Google User Search Logs – Is it Personal Data or Information as per LAW?
Google User Search Logs – Is it Personal Data or Information?
Privacy concerns relate to personally information or personal data,
that is, as defined in The IT Rules under The ITAct, 2000 i.e “Personal information” means any information that relates
to a natural person, which, either directly or indirectly, in combination with
other information available or likely to be available with a body corporate, is
capable of identifying such person. Information which can be used to uniquely identify, contact, or
locate a specific individual person. Federal privacy legislation protects
personal data in a number of contexts, such as health information, financial
data, or credit reports. Similarly, the European data protection framework
applies to "personal data," defined as "any
information relating to an identified or identifiable natural
person ('data subject'); an identifiable person is one who can be identified,
directly or indirectly, in particular by reference to an identification number
or to one or more factors specific to his physical, physiological, mental,
economic, cultural or social identity."
Information that cannot be linked to an individual person is not
problematic from a privacy standpoint. Imagine we have highly revealing data
about Sify user 200805, but we do not know, nor can we find out, who the user is.

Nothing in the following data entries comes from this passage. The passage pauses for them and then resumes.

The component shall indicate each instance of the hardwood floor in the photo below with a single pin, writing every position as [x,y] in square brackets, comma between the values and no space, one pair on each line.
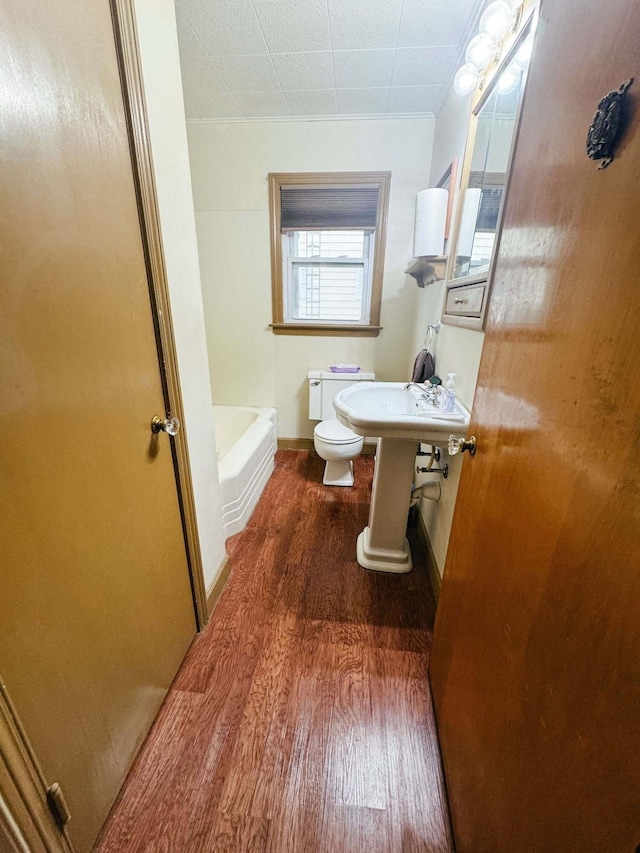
[301,719]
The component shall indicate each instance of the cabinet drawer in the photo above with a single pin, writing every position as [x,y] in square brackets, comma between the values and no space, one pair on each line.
[466,301]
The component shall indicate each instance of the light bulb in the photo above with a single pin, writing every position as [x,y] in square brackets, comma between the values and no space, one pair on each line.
[466,80]
[508,81]
[496,20]
[479,51]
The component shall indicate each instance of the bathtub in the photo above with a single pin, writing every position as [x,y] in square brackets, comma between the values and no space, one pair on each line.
[246,446]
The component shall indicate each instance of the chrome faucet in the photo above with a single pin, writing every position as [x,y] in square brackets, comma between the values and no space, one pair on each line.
[429,392]
[418,385]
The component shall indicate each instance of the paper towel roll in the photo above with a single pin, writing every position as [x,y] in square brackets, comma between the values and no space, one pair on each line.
[468,222]
[431,490]
[431,217]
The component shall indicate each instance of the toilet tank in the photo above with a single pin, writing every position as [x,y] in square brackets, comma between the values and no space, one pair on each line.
[323,387]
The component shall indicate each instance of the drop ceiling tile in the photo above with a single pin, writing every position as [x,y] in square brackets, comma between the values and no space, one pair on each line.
[318,103]
[414,99]
[298,71]
[362,101]
[226,27]
[360,24]
[423,66]
[357,69]
[290,26]
[200,103]
[249,73]
[262,104]
[432,22]
[198,70]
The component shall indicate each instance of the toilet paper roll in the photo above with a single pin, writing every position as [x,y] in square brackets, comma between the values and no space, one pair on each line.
[431,218]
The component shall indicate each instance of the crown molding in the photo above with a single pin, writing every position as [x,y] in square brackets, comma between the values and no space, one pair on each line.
[278,119]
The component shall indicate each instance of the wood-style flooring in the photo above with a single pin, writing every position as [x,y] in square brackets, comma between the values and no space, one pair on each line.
[301,718]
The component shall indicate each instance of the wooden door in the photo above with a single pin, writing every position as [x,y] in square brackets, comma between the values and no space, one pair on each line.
[96,609]
[536,658]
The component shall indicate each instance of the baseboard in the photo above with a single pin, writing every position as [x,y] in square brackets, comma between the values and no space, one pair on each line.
[432,563]
[307,444]
[215,590]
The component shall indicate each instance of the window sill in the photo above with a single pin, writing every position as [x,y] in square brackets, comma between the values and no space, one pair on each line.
[336,330]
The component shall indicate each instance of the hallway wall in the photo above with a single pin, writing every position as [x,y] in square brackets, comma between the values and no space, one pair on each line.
[163,91]
[229,165]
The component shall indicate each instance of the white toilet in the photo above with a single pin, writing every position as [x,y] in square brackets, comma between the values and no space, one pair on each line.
[336,444]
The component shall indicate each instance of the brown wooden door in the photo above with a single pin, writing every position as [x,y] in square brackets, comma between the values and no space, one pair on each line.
[536,658]
[95,606]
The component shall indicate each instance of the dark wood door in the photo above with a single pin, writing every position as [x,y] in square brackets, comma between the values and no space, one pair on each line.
[95,601]
[536,659]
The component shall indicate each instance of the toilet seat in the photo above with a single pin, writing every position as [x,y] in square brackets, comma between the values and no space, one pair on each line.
[333,432]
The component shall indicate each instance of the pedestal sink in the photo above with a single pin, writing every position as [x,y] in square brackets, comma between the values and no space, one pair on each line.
[401,418]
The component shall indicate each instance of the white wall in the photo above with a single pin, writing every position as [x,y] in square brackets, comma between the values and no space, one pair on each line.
[229,165]
[163,89]
[457,350]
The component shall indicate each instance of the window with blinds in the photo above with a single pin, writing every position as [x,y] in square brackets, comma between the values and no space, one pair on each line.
[327,252]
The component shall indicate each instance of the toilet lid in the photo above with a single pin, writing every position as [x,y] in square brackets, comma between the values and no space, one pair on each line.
[334,432]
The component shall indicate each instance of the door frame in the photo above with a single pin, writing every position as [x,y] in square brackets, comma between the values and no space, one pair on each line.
[25,820]
[135,108]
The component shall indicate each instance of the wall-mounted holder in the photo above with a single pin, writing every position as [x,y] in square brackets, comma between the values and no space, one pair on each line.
[444,470]
[427,270]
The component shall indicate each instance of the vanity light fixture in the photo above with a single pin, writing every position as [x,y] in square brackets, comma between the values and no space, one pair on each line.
[497,20]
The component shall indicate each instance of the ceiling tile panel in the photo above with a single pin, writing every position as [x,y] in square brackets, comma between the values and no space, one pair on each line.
[262,104]
[433,22]
[414,99]
[249,73]
[226,26]
[320,103]
[356,69]
[422,66]
[198,71]
[262,58]
[359,24]
[298,71]
[362,101]
[201,103]
[290,26]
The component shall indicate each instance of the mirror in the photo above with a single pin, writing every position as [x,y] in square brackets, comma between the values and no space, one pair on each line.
[487,163]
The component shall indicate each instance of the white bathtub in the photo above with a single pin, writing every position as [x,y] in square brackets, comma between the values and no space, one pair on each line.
[246,445]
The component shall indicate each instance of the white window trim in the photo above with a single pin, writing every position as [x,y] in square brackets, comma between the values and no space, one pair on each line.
[366,262]
[278,274]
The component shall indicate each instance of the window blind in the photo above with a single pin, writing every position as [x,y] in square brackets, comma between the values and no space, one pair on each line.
[306,208]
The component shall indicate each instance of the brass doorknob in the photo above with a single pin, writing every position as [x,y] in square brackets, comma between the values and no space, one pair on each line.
[457,444]
[170,425]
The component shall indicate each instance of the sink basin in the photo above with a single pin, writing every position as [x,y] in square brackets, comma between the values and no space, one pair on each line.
[400,419]
[387,410]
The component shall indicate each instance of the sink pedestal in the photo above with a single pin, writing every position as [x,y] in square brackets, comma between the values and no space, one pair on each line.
[382,545]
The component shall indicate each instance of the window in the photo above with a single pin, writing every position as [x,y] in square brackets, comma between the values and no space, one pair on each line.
[327,249]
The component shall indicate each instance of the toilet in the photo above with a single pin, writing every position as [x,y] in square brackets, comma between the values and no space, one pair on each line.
[336,444]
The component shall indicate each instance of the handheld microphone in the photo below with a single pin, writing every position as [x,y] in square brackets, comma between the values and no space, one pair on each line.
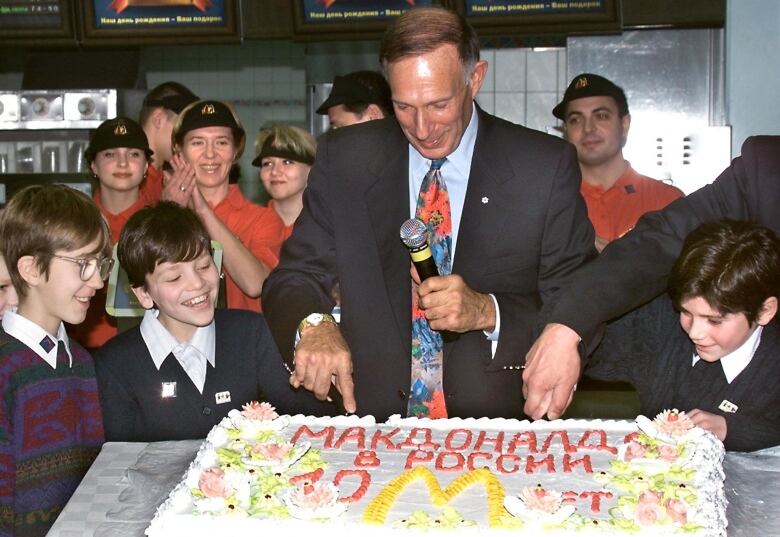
[414,235]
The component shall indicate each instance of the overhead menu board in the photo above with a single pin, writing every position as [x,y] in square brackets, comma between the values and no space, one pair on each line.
[348,18]
[160,21]
[542,16]
[36,20]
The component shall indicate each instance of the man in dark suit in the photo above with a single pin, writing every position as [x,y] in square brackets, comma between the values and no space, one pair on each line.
[519,228]
[634,269]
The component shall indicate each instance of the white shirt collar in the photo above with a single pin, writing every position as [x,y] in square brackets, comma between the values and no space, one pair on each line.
[735,362]
[31,335]
[161,343]
[460,158]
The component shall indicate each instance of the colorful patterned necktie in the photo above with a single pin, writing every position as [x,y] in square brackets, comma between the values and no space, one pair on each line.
[426,397]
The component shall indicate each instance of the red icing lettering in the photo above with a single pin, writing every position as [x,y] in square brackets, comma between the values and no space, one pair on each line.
[630,437]
[457,464]
[307,478]
[478,455]
[569,463]
[448,442]
[416,456]
[595,498]
[563,436]
[532,464]
[413,442]
[353,434]
[514,459]
[600,443]
[385,438]
[360,491]
[497,441]
[526,439]
[569,496]
[327,432]
[367,459]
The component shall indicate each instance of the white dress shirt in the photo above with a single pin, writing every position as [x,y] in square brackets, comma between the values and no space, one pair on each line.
[737,360]
[192,355]
[31,335]
[455,172]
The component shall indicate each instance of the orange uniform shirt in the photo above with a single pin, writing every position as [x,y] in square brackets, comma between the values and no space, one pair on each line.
[616,210]
[259,229]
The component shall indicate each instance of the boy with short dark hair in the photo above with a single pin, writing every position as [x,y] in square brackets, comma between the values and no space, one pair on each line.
[186,366]
[56,247]
[720,360]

Or consider I tell you that X is a drugs-addicted, searches for teen sex, who
earns Rs.80,000 a month, half of which is spent on online porn. Absent any
indication as to the identity of X, this information is meaningless from a
privacy perspective.
Do users' search logs constitute "personal data"?
Can the data in search logs be traced to specific individuals?
I show that they do, and therefore raise serious privacy problems.
First, as noted above, search engines log a user's queries under such user's IP
address. An IP address is a unique string of numbers assigned to a user's
computer by his/her Internet Service Provider (ISP) in order to communicate
with her computer on the network. Simply put, it is the cyberspace equivalent
of a real space street address or phone number. An IP address may be dynamic,
meaning a different address is assigned to a user each time He/she logs on to
the network; or static, that is assigned to a computer by an ISP to be its
permanent Internet address. The question of whether an IP address constitutes
"personal data" has been much debated in the EU. It is equivalent to
asking whether "Plot no. 435, Malabar Hill, Mumbai" or "919821763157"
constitutes personal data. The answer depends on whether the address might be
linked to an "identified or identifiable natural person" through reasonable
means. Clearly, a static address is more "personal" than a dynamic address;
and in either case, an address is more "personal" in the possession
of an ISP, which has the capacity to link it to a specific user's registration
information, than in the hands of other parties. The European data protection
watchdog, the Article 29 Working Party, has already opined that even dynamic IP
addresses constitute "personal data." It stated that "unless the
ISP is in a position to distinguish with absolute certainty that the data
correspond to users that cannot be identified, it will
have to treat all IP information as personal data, to be on the
safe side."
Consequently, even if Google could not link an IP address (and
therefore her search log) to a specific individual, the fact that ISPs have
such capability and that the government may order them to do so renders search
logs "personal data" for privacy purposes. It is the capacity to
link, not the actual linking, that makes the data personal.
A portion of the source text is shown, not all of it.